Setelah
Suramadu, Lantas Apa Lagi?
Haryo Damardono
KOMPAS.com - ”Tenaga ahli dan
pekerja konstruksi Indonesia
sudah mampu membangun jembatan bentang panjang. Setelah membangun Jembatan
Suramadu (5.438 meter), kami siap membangun jembatan di mana pun,” kata Danis H
Sumadilaga, Direktur Bina Teknik Ditjen Bina Marga Departemen Pekerjaan Umum.
Hari Kamis
(28/5), saat menapaki bentang utama Jembatan Suramadu, Kompas pun menjumpai
pekerja asal China,
sebagai konsekuensi pinjaman.
Kehadiran mereka positif. China lebih pengalaman membangun
jembatan setelah giat membangun infrastruktur. Alhasil, kini teknologi mereka
telah direbut. Meski, kata Danis,
teknologi itu harus dipelajari lagi, lalu diterapkan.
Jembatan cable
stay bridge Suramadu memang tidak hanya dipelajari kontraktor Indonesia, tetapi pegawai PU,
akademisi, dan mahasiswa.
Tuntasnya Suramadu ada di depan mata. Pekan
ini, tinggal mengaspal approach bridge sisi Surabaya. Hampir pasti, jembatan diresmikan
hari Rabu (10/6) oleh Presiden Susilo Bambang Yudhoyono.
Namun,
pembangunan jembatan lain menanti di negeri kepulauan ini. Jembatan tak cuma
menghubungkan pulau, tapi ”melangkahi” sungai-sungai, selebar ribuan meter.
Kini, PU
mendesain Jembatan ”panjang” Tayan (1.200 meter) di Kalimantan Barat. Tujuannya
untuk menumbuhkan ekonomi selatan Kalbar. Bila jembatan selesai, perjalanan
melintasi Trans-Kalimantan penghubung
Samarinda-Balikpapan-Banjarmasin-Palangkaraya-Pontianak tak terhambat Sungai
Kapuas.
”Kami juga
berniat membangun Jembatan Serangan-Tanjung Benoa.
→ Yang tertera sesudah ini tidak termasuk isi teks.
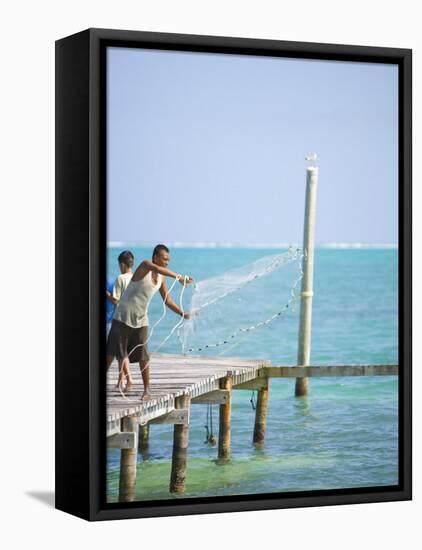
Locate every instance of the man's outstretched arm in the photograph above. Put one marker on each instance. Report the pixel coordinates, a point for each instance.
(147, 265)
(170, 303)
Sedang dihitung ketinggian
idealnya sebab kapal melintas di bawah jembatan dan pesawat terbang rendah di
perairan Tanjung Benoa sebelum mendarat di Ngurah Rai,” kata Danis.
Jadi kini, bangsa ini sanggup membangun jembatan panjang tanpa bantuan
negara lain, dengan catatan ada dana. Tak jadi soal bila mengimpor
material. Sebab belajar dari Suramadu, adanya 30 persen bahan produksi China,
seperti stayed cable, lebih disebabkan tak tercapainya skala ekonomis bila
dibuat di Indonesia.
Optimisme
tinggi membangun jembatan panjang telanjur merasuki banyak pemda. Ada rencana Jembatan Teluk Kendari (700
meter), di Sulawesi Tenggara; Jembatan Penajam (4.000 meter) di Teluk
Balikpapan; dan Jembatan Nunukan (4.200 meter) di Kalimantan Timur. Belum
lagi, megaproyek Jembatan Selat Sunda (31 kilometer), berbiaya Rp 92 triliun.
Jembatan itu akan menghubungkan Jawa dan Sumatera.
Perlu insentif
Setelah
Suramadu tuntas, kata anggota DPR, Nusyirwan Soejono, Madura harus mampu
menumbuhkan ekonomi setempat. ”Bila dalam beberapa periode pertumbuhan di sisi Surabaya lebih besar
dibanding Madura, artinya jembatan itu gagal,” kata dia.
Nusyirwan menyayangkan Jembatan Barelang
(Pulau Batam-Pulau Rempang-Pulau Galang). ”Maaf, setelah jembatan jadi, belum
ada lonjakan ekonomi di sana,”
ujarnya.
Pengembangan kawasan industri Madura (600
hektar) serta kawasan kaki-kaki jembatan seluas masing-masing 600 ha, telah
ditargetkan pemerintah. Sebuah kawasan tidak akan berkembang kalau tidak ada
perangsangnya.
Harus ada insentif, kemudahan
perizinan, dan kepastian usaha. Tanpa itu, jangan banyak berharap ekonomi
Madura melejit walaupun ada Jembatan Suramadu. Jangan sampai jembatan itu,
sekadar jadi ikonik di timur Jawa. Semoga kehadiran jembatan Suramadu bisa
meningkatkan kesejahteraan warga Madura.